Frente Parlamentar reprova falas de ministro sobre crianças com deficiência

Presidida pelo deputado federal Célio Studart (PV-CE), a Frente Parlamentar Mista em Defesa dos Direitos das Pessoas Autistas manifestou perplexidade com a postura do ministro da Educação, Milton Ribeiro, que pela segunda vez em uma mesma semana faz declarações infelizes envolvendo crianças com deficiência.
 “Nós temos, hoje, 1,3 milhão de crianças com deficiência que estudam nas escolas públicas. Desse total, 12% têm um grau de deficiência que é impossível a convivência”, afirmou Milton Ribeiro no Recife. No começo da mesma semana, já havia dito que alunos com deficiência “atrapalhavam” o aprendizado de outras crianças sem a mesma condição, expressando desconhecimento e capacitismo em sua fala, ou seja, atitude preconceituosa e discriminatória com essa população.

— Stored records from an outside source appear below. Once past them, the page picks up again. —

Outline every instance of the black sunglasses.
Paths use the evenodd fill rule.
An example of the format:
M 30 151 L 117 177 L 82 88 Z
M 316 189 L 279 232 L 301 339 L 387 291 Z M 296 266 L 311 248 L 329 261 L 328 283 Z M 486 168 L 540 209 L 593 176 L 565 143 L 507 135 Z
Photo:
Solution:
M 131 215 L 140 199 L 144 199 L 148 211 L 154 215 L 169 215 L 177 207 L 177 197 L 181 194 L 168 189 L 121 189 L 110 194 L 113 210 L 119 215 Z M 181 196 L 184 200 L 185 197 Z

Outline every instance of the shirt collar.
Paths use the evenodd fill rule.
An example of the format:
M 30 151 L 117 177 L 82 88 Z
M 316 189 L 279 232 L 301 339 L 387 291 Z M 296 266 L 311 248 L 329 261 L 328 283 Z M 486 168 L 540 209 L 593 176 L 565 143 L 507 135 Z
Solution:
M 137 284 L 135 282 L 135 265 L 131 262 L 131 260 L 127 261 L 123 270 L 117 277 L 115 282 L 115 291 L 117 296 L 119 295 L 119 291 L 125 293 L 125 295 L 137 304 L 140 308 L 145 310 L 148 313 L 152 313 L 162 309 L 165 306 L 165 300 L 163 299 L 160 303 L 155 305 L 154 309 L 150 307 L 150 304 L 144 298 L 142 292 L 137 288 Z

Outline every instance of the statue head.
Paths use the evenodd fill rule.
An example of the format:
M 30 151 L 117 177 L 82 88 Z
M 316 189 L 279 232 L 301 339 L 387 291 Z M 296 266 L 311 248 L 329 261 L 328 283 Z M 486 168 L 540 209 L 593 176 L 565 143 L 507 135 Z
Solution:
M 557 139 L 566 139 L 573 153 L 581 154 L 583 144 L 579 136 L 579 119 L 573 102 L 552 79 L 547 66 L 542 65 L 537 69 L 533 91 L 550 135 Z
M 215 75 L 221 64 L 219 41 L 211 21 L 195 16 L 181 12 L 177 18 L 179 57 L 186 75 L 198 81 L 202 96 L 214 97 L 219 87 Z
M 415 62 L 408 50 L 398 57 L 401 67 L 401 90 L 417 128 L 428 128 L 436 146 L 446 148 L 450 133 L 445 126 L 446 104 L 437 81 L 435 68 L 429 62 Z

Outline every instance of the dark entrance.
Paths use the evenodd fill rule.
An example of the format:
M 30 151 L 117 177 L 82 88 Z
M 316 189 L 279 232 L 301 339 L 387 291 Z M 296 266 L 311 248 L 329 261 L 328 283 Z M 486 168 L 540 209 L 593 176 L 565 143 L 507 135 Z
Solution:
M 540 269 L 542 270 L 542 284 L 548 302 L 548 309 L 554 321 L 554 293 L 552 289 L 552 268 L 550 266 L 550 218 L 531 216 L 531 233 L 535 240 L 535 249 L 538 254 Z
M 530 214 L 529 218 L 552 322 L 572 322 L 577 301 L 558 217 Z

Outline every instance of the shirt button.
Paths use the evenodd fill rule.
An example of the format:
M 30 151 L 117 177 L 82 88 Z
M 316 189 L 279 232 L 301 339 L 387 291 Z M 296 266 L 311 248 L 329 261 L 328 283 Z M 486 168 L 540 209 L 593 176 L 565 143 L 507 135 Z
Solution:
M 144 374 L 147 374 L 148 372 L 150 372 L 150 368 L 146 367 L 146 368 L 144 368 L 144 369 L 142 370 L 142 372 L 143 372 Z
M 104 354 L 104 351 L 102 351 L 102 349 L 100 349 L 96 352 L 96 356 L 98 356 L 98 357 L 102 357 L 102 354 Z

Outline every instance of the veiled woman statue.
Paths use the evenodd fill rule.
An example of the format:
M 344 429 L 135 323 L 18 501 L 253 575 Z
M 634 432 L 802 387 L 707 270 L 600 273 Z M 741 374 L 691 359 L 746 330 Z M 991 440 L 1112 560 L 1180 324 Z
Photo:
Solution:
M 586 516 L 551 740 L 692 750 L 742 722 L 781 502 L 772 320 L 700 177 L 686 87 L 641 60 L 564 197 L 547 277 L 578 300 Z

Ao responder às críticas após a sua declaração, Ribeiro alegou que a fala foi distorcida. Para o deputado, o ministro da Educação precisa ser mais cuidadoso em suas entrevistas e declarações e comprovar, por meio de políticas públicas, que as ações do MEC apresentam o caráter inclusivo que o ministro diz defender.

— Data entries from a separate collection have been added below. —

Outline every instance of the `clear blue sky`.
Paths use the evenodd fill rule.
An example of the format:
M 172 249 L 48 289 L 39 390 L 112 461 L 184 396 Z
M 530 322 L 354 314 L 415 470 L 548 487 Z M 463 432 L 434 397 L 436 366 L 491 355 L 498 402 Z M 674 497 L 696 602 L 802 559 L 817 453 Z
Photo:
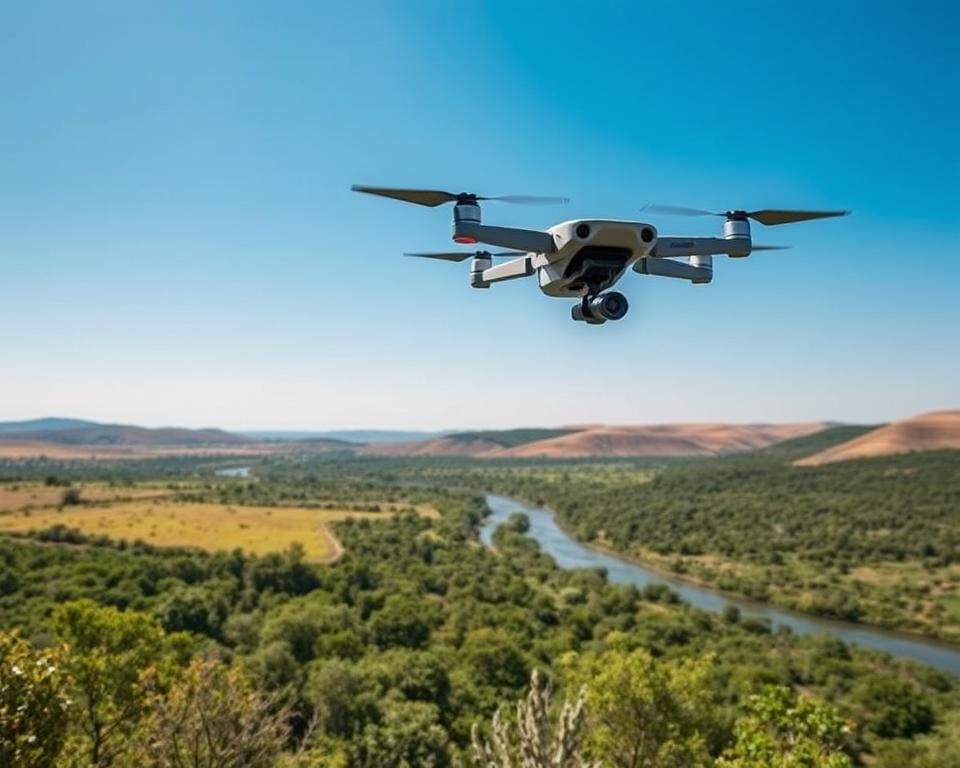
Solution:
M 648 6 L 648 7 L 644 7 Z M 960 406 L 954 2 L 0 7 L 0 419 L 880 421 Z M 849 208 L 587 327 L 473 291 L 446 208 Z M 713 220 L 653 217 L 666 234 Z

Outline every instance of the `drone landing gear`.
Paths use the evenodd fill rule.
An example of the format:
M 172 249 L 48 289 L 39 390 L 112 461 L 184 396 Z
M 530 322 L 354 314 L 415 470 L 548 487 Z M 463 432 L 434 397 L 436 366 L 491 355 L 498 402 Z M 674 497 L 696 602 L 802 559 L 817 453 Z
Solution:
M 611 291 L 584 296 L 579 304 L 574 304 L 571 308 L 570 316 L 590 325 L 603 325 L 607 320 L 620 320 L 629 308 L 626 296 Z

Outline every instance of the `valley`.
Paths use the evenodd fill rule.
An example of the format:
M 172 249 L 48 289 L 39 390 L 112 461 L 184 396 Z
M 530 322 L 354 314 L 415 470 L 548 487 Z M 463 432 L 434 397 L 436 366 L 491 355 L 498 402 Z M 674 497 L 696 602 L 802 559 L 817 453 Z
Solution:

Até agora, a realidade mostra que isso não vem acontecendo na prática. Em setembro de 2020, por exemplo, foi publicado o Decreto 10.502, que instituiu a nova “Política Nacional de Educação Especial: Equitativa, Inclusiva e com Aprendizado ao Longo da Vida” – PNEE. O documento incentiva a separação de alunos com deficiência no sistema educacional em salas e escolas especiais, e foi muito criticado por seu caráter discriminatório.
Em outubro do mesmo ano, Célio Studart protocolou projeto de decreto legislativo para derrubar a medida.  Na avaliação do parlamentar, a norma traz retrocessos em conquistas legais, ferindo a Constituição Federal, a Convenção sobre os Direitos da Pessoa com Deficiência da Organização das Nações Unidas e a Lei 13.146/2015 (Estatuto da Pessoa com Deficiência).

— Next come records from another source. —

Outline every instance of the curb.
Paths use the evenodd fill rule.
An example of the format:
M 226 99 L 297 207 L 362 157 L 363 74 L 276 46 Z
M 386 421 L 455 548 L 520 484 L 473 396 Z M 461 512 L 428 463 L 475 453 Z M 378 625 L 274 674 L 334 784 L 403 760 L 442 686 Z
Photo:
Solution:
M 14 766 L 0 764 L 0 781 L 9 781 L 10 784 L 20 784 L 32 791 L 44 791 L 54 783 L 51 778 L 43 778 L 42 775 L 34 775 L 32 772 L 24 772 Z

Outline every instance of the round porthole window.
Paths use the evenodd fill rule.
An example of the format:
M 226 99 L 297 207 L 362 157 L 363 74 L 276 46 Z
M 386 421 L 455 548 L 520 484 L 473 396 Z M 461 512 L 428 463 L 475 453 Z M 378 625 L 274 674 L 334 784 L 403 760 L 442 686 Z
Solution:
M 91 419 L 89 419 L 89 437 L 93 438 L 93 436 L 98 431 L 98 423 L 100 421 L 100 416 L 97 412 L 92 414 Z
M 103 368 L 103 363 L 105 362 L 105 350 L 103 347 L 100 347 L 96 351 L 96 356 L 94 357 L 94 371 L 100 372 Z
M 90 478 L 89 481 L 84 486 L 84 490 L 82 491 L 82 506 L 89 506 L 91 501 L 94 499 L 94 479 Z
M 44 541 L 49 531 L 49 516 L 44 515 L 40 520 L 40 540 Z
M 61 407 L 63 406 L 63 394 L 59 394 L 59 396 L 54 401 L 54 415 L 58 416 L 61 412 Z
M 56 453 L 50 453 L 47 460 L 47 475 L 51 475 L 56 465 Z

Para o deputado, o PNEE fere gravemente os direitos das pessoas com deficiência, ao segregá-las das escolas regulares e, consequentemente, afastando-as do processo de inclusão, direito adquirido após mais de 30 anos de luta.
Além da ação no Legislativo, a matéria também é alvo de questionamento no STF, que deve julgar neste mês uma ação contra o PNEE. Em dezembro, o ministro Dias Toffoli já havia suspendido o decreto do presidente Jair Bolsonaro. A matéria gerou grande mobilização da sociedade civil, com mais de 20 pedidos de ingresso de amici curiae.